Sneaking out to the Palace: November 18, 2007
In which, Kate tries to put as many pictures in one blog post as she possibly can.
I decided I needed a short break from working on my thesis, so Sunday found Mark, Dylan and I at the Palace in the Poudre Canyon. Most of the photos from the day are up in the gallery.
The river was low, and Liv’s foot was looking healed, so we decided to bring the doggie along. She did just great the entire day, rock hopped across the river with the rest of us, hiked all the way up the hill, and then promptly fell asleep in the bushes. I was proud for being able to make it all the way rock-hopping across the river that morning without getting my socks wet at all. Yes, the river is getting very low.
Cheerleaders Gone Hippie (5.9+) – Dylan lead up this one as the warm-up and it was interesting and nice to see and feel all of the differences from last year. Dylan red-pointed the climb with little worry, though did end up backwards in the crux, trying to clip behind his head. Mark climbed for the pink easily, and then I TR’d it without any problems. I think this route would be a lot of fun for me to lead some day.
So I wandered off to look for some pictures as the sky clouded over, and Mark and Dylan discussed the next climb.
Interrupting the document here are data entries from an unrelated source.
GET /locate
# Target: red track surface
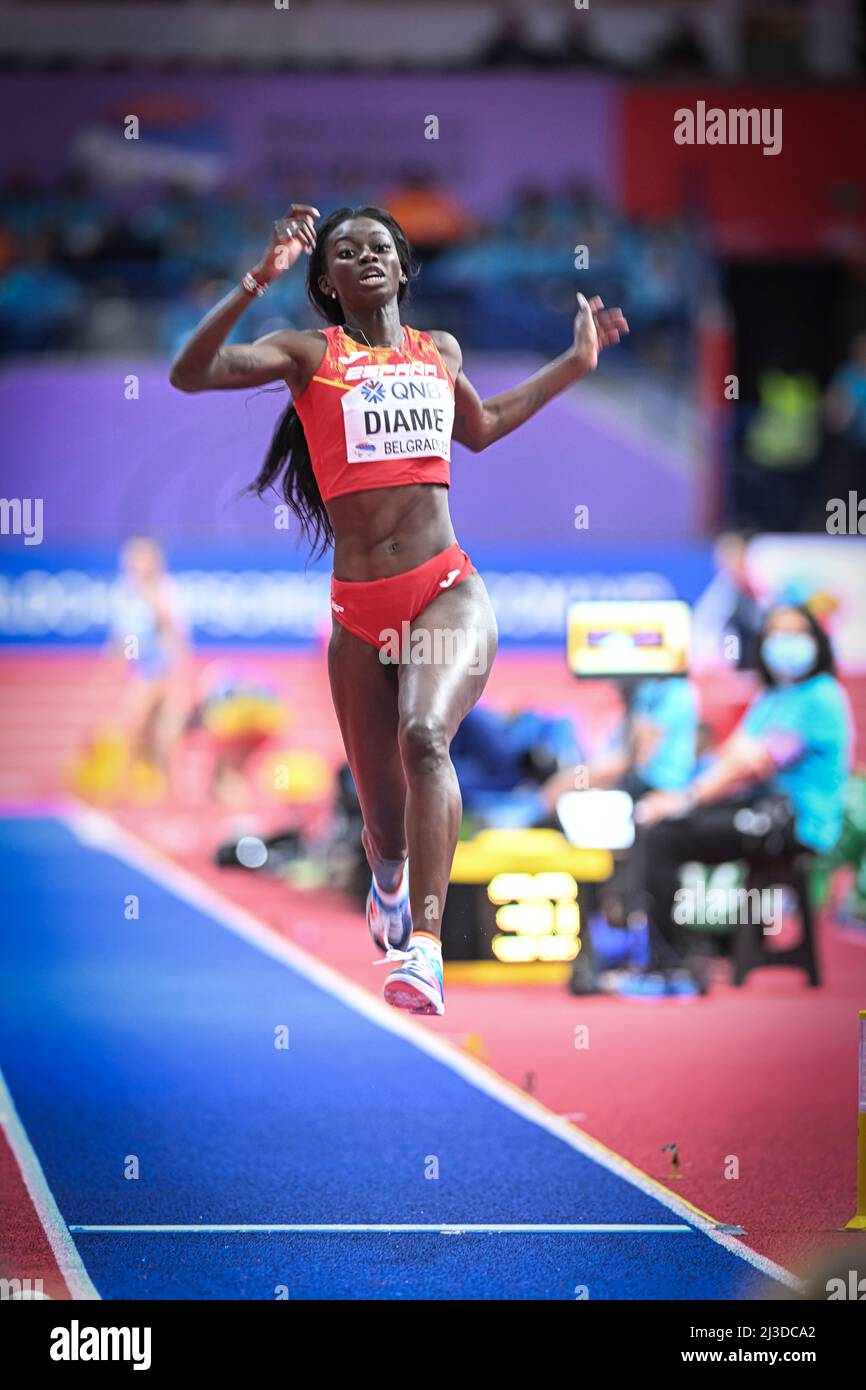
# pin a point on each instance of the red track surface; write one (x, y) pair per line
(766, 1073)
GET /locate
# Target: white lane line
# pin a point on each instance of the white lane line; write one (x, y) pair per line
(63, 1247)
(99, 831)
(452, 1229)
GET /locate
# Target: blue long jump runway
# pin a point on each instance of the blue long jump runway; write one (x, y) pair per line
(146, 1045)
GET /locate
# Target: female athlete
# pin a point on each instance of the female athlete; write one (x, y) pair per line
(363, 456)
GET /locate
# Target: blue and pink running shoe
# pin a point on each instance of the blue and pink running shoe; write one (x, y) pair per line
(389, 923)
(417, 984)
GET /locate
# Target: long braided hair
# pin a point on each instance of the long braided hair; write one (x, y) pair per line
(288, 467)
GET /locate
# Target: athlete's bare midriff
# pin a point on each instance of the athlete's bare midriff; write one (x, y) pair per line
(385, 531)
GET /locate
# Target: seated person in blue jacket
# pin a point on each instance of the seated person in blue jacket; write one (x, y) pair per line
(501, 761)
(793, 744)
(654, 748)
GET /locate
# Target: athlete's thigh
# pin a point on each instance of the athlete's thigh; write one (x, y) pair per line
(364, 692)
(451, 653)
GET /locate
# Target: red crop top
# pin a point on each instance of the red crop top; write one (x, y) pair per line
(376, 417)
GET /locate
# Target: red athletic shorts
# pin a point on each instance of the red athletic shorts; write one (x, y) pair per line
(374, 608)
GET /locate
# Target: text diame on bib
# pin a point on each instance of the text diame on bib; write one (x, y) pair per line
(403, 412)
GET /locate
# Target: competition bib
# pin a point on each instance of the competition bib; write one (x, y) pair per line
(398, 412)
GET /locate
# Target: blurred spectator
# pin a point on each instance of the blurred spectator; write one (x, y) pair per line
(39, 302)
(777, 786)
(149, 635)
(727, 617)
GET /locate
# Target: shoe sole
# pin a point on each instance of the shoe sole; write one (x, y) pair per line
(405, 994)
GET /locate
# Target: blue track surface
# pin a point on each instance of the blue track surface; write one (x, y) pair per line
(154, 1037)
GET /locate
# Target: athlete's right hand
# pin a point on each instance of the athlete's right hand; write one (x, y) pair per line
(292, 234)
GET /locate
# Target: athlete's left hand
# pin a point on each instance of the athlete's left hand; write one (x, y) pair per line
(595, 328)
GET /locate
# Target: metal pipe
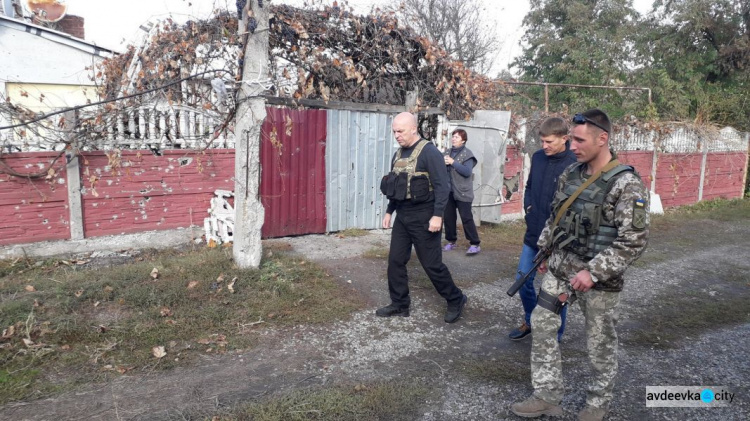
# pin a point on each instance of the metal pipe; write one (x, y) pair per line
(573, 85)
(8, 8)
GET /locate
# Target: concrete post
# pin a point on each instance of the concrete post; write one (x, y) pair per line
(251, 111)
(73, 175)
(702, 181)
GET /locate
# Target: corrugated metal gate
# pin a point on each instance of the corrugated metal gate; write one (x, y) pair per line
(293, 178)
(360, 147)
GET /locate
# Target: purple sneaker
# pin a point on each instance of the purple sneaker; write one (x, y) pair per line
(473, 250)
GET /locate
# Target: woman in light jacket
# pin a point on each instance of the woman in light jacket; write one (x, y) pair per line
(460, 162)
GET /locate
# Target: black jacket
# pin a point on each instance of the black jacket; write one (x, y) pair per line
(432, 162)
(540, 189)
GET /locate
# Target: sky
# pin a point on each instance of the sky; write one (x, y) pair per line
(115, 24)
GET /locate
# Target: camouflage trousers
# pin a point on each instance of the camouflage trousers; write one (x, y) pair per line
(600, 310)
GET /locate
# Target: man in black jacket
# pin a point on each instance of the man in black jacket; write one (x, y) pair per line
(546, 166)
(417, 188)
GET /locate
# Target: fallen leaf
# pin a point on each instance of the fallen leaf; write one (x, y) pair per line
(9, 332)
(158, 352)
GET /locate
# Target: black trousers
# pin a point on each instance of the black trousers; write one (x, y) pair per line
(467, 219)
(411, 228)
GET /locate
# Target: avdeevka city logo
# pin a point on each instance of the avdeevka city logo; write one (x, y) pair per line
(688, 396)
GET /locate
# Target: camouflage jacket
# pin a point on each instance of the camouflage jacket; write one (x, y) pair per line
(607, 267)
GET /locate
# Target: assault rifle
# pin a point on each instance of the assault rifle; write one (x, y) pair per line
(540, 257)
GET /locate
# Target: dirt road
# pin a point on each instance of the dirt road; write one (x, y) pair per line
(684, 321)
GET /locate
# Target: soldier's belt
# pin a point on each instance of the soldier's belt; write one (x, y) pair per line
(552, 302)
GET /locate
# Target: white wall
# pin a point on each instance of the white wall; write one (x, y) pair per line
(31, 58)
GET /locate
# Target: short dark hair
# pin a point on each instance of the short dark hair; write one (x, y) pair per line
(462, 133)
(553, 126)
(599, 119)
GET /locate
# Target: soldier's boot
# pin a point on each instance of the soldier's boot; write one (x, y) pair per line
(534, 407)
(592, 413)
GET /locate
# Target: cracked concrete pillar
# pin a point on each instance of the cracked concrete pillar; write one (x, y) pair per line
(251, 111)
(73, 175)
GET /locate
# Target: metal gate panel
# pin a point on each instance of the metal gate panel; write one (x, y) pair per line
(292, 187)
(487, 134)
(360, 147)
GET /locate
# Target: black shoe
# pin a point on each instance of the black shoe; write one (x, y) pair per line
(520, 333)
(392, 310)
(454, 311)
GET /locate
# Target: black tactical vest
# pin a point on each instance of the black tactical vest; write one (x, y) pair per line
(582, 230)
(404, 182)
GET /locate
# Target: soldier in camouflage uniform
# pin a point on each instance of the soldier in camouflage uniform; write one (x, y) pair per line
(594, 240)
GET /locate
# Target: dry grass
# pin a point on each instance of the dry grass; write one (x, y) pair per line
(381, 401)
(91, 323)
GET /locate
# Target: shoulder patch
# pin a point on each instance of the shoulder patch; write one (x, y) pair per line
(639, 214)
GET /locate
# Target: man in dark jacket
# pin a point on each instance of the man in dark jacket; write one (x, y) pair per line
(546, 166)
(417, 188)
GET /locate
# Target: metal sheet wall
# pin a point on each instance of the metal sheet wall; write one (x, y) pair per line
(293, 183)
(359, 152)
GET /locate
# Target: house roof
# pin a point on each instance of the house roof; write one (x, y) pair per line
(55, 36)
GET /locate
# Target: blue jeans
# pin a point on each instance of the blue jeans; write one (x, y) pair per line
(527, 291)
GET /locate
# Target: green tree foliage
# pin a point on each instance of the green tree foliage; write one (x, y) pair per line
(586, 42)
(696, 55)
(693, 54)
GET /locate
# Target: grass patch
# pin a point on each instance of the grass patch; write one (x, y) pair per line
(64, 324)
(352, 232)
(376, 253)
(687, 313)
(718, 209)
(502, 370)
(382, 401)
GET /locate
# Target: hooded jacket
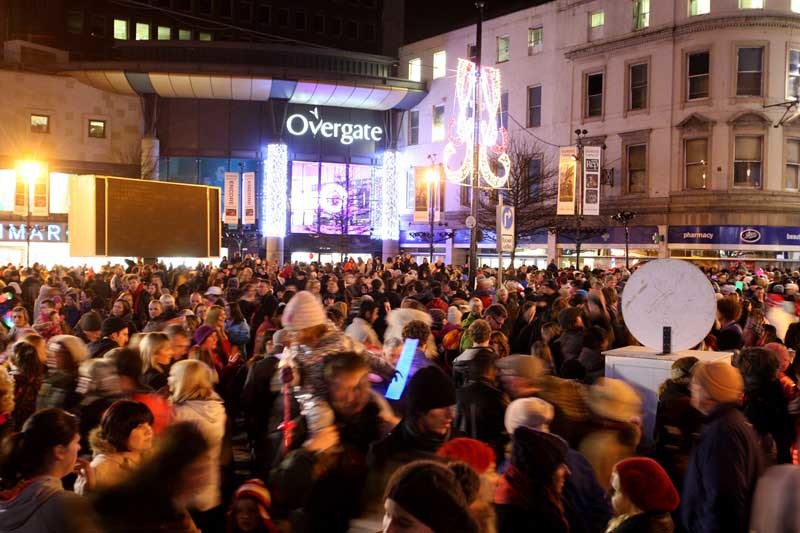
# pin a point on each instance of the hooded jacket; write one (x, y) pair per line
(209, 417)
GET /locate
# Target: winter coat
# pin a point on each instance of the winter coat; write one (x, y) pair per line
(361, 330)
(480, 408)
(721, 478)
(40, 505)
(209, 417)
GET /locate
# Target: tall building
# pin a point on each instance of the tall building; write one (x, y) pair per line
(693, 102)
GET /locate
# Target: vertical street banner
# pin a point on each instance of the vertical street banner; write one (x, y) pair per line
(249, 198)
(231, 205)
(591, 179)
(40, 196)
(567, 166)
(21, 197)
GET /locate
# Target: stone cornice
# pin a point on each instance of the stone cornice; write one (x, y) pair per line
(705, 24)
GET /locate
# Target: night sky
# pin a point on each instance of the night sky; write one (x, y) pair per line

By the time I got back, Mark was getting on the 5.11b direct start to the climb just to our left.
Check Your Six (5.11b) – The route looked hard, and Mark was warning that falls were imminent from the minute he left the ground. Sure enough, you think about falling and it’s bound to happen. Slightly above the second bolt he took a short lead fall with the main consequence being an increase in anxiety and the waste of energy required to get back to where he was. By the time he was trying to find a stance to clip the fourth bolt, his strength and endurance were tapped, and he took a nice big whipper.
Despite the blood and bruises, Mark was fine, but done for the day. It’s really hard to climb when one of your strongest fingers is oozing blood all over the rock. Dylan pulled the rope, and decided to climb the slightly easier non-direct start to the route in order to get his gear back.
Check Your Head (5.10b/c) – Dylan seemed nervous and a little shaky after Mark’s dramatic falls. I tried to make him feel better by building a little trad anchor for me to belay off of (in case he were to fall), but it ended up being unnecessary as he slowly and methodically put up a brilliant redpoint on this very long route.
Afterwards, it was my job to clean it, and I was a little nervous. Again, the last time I climbed this route, I didn’t make it to the top. Didn’t put it in the blog post either, did I? The diagonal nature of the route had really scared me the last time I climbed it. This time I sucked it up and worked my butt off to climb the whole thing. I can’t say I didn’t over grip. And at one point I was about to fall and I instinctually grabbed a quickdraw. I may have cheated and hang-dogged a bit, but I made it all the way up, cleaned the route, and came down feeling proud of my accomplishment.
Before leaving, Dylan hopped on Check Your Six while the rope was still through the anchor. He climbed it cleanly, showing us all how 11b is done. By the time he came down, it was late, and time to head home. Mark was no longer limping, but instead was calling for Boulder Chips. We packed up and headed home in the gathering darkness.
The next day my “good” ankle was the most sore part. I must have twisted it a bit. On that second fall, it was more of a diagonal fall and I kicked off the wall too much causing more of a slam on the “landing”.